MegaHi are 5.40 and Gearworks are 5.43. They are definitely stronger than 5.38’s in the same diff. Seems counterintuitive but the 5.40 and 5.43 ratios have less ring gear teeth so the teeth you do have are larger and thus stronger. The root of the tooth on the 5.40’s are yuge compared to 5.38’s. We’re actually running MegaHi gears in gearworks 3rds because the strength in tooth outweighs the minor diameter gain in the 10” GW 5.43 ratio. (Except now we’re out of mega gears so going forward will only be using GW stuff)
The reason that it seems counterintuitive to me that a coarser gear cut would be stronger. Is that we know a finer spline cut is stronger. Much stronger. But the 5.40/5.43 have proven to be stronger than the 5.38’s they replaced.
Here is a pic of 5.40’s on the left and HP9 5.38’s on the right. You can see everything about the mega stuff is bigger, compare every part of the pinion. The GW r&p have the same characteristics vs OG set.
Here is MegaHi 5.40’s next to D60 HP 5.38’s,
Another benefit to that ratio is that it matches close enough to any other axle offering.
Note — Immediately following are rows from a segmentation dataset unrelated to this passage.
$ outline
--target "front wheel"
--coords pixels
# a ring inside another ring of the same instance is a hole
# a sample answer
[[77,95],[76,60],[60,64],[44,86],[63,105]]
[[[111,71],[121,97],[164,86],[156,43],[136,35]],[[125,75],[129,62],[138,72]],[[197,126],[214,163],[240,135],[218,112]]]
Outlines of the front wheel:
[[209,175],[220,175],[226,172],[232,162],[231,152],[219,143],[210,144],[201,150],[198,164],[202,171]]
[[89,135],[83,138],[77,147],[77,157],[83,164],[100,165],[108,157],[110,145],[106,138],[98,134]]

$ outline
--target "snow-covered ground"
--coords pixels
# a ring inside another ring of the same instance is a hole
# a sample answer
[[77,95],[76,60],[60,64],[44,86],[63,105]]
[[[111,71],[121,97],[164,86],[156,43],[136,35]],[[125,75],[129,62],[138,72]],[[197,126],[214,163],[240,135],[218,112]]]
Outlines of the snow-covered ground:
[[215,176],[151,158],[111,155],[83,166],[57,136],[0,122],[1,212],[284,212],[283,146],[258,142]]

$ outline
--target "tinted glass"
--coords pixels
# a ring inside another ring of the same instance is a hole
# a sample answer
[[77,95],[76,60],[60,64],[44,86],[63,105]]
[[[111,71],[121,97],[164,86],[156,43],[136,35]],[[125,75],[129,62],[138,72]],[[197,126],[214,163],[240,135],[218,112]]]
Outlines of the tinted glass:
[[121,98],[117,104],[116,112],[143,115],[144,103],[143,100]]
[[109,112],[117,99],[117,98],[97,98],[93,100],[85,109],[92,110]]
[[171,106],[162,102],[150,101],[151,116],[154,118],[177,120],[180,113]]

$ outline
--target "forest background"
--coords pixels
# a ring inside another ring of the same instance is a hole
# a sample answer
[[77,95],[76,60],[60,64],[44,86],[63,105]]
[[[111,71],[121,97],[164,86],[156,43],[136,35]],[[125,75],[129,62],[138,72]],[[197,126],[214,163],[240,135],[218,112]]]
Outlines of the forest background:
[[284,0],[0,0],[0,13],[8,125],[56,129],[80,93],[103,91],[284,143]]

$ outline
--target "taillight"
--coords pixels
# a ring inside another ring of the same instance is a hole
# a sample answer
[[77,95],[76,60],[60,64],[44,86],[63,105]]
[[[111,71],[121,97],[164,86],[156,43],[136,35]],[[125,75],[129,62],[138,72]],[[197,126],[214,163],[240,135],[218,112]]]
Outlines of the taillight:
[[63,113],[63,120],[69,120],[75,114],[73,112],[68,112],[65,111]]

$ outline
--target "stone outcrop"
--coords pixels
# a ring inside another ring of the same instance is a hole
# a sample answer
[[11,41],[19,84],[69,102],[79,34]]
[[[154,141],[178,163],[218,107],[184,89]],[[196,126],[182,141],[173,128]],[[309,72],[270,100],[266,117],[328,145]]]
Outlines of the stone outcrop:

Probably because it’s so ubiquitous Gearworks went ahead and did Amboid cut high pinion 5.43’s for running in the rear. So they have two different cuts of high pinion and two different cuts of low pinion. So that no matter what you’ve got they have a gear orientation to be on the drive side of the tooth. Rear engine, flipped diffs? They got you covered. Front engine high pinion F/R? They got you covered.
Now tube works has entered the chat for real. They just debuted their true 10”+ cross tie in high pinion. Pretty sure Gomez bros racing ran one for a year to test it for Tubeworks and it must have been a successful test.
The above pictures are Tubeworks new 10 plus gears compared to a gearworks 10” r&p.